Wednesday, August 17, 2022

denmark isn't entirely immune to rackets

denmark is largely a country of very little corruption and few signs of racketeering, but (you knew there was a but) the odd thing pops up now and again. years ago, i realized the whole setup around the .dk domains was one big mafia. i also suspect the way you get a driver's license in denmark is similar - with a whole apparatus built up around "driving schools" (some dude with a "school vehicle" sign that he mounts on the top of his skoda sedan and charges 20,000kr to "teach" you to drive). and this week, i encountered a third example.

there's a scheme by which employers are forced to pay for you to have "screen glasses" if you do a lot work in front of a computer. i recently realized that i am having trouble properly reading the fine print on my screen(s) (getting old, you say?) and since my solution to not being able to see things to read them is to get about 2cm from said screen, i decided it was getting rather embarrassing and i broke down, filled out the form and made an appointment to get "screen glasses." (i'm putting that in quotation marks because i've been outside my native language for so long now that i'm no longer sure whether that's just a direct translation from danish or a real thing.)

i filled out the form, got it signed and stamped at work (oddly, that's apparently still a thing, though it felt like i had to teleport to 1990 to do it). i even got permission to use an old pair of my own frames for it, which felt quite sustainable of me. why get new frames when i had some that i knew i liked, just languishing here at home, unused since they were an old prescription. i went to the optician we are mandated to use (not my regular one). 

they immediately started asking me questions about where the glasses i was wearing came from. i found that a little weird. i said they were from another optician, but didn't specify where. it felt like none of his business. i handed him the form and reminded him that i was there for screen glasses. 

we did the eye test and then he started trying to up-sell me. i think the deal they have with companies has probably been pushed to the bare minimum by cynical purchasing people with some kind of bonus riding on how much they save. so he gave me the hard sell on premium glass. 

i asked what the company pays for and he said that the premium glass hadn't been ticked off on my form. i had filled out the form myself, so i knew that, and since i didn't know what any of those boxes had really meant (they were written in rather insider-y language), i hadn't ticked anything, thinking we'd be able to discuss. he really tried to push me to get the fancy glass, without telling me what it would cost. in the end, we agreed they would call my work and ask whether we could include the fancy lenses.

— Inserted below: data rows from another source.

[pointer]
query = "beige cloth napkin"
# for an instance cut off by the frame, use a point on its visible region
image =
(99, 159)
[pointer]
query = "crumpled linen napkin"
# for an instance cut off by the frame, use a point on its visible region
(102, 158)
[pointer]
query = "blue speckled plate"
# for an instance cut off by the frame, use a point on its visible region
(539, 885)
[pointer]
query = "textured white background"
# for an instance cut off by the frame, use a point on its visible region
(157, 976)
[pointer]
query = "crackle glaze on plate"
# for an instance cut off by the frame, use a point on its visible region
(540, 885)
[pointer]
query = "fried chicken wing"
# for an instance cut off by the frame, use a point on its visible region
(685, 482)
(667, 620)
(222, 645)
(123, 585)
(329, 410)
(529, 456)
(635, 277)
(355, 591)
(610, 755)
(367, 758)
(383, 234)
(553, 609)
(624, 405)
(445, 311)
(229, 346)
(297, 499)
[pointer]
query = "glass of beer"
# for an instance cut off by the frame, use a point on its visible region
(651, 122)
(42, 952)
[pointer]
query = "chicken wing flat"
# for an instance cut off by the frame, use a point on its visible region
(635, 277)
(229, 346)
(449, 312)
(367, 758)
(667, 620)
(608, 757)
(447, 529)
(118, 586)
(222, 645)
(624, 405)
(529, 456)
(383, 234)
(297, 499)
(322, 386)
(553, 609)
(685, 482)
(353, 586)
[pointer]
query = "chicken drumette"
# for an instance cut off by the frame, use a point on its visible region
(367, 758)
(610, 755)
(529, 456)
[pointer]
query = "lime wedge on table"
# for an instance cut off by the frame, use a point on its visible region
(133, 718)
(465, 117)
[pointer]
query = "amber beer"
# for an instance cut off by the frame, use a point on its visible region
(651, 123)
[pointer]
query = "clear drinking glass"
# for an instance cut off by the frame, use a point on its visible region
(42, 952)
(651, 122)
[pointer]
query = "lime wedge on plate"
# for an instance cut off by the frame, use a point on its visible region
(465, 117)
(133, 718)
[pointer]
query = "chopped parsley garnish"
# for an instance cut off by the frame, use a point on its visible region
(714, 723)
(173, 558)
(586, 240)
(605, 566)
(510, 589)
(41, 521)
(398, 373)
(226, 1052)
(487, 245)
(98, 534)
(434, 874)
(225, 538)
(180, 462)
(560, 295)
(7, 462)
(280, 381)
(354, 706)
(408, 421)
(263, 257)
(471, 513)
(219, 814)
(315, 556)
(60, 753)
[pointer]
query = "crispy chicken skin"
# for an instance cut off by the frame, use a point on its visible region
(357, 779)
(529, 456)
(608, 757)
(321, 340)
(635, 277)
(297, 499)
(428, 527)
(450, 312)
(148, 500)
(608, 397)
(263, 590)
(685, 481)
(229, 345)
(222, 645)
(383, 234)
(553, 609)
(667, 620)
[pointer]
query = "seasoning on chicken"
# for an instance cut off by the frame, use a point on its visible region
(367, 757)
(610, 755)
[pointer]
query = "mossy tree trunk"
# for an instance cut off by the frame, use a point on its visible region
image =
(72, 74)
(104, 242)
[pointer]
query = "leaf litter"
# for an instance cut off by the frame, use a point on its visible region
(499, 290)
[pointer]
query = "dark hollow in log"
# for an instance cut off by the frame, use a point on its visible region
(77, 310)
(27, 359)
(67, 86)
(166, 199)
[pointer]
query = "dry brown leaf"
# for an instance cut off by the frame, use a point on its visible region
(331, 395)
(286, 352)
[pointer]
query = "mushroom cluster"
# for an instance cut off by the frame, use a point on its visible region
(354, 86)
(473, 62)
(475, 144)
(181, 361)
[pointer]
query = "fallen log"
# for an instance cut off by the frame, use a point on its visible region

i was thinking that for glasses i'll wear only when i'm looking at my screen, i don't really need anything fancy. i chose my own old frames to be a bit more sustainable and to save a bit on new frames (i had admittedly heard that the choices were limited). naturally, my company didn't fall for the up-sell from our friends at louis nielsen (yes, i'm going to name names), so i'm getting normal glass. the guy called me and really tried the hard sell on the phone, telling me that the fanciest glass would cost more than 4,000kr. (that's over $500 these days). and i'm like, wait, what? thank you, no. 

clearly louis nielsen isn't too happy about the deal they've made to provide screen glasses for companies, so they try to push people into spending more than the company will allow, in order to try to recoup some of the costs. it seems rather like a racket to me. 


1 comment:

Sandra said...

It seems very American to me! I haven't heard of screen glasses. But then I haven't heard of a lot of things. Living in the land of grift, this is annoying but not up to the standard of true unfettered capitalism. :) Of course, you know this.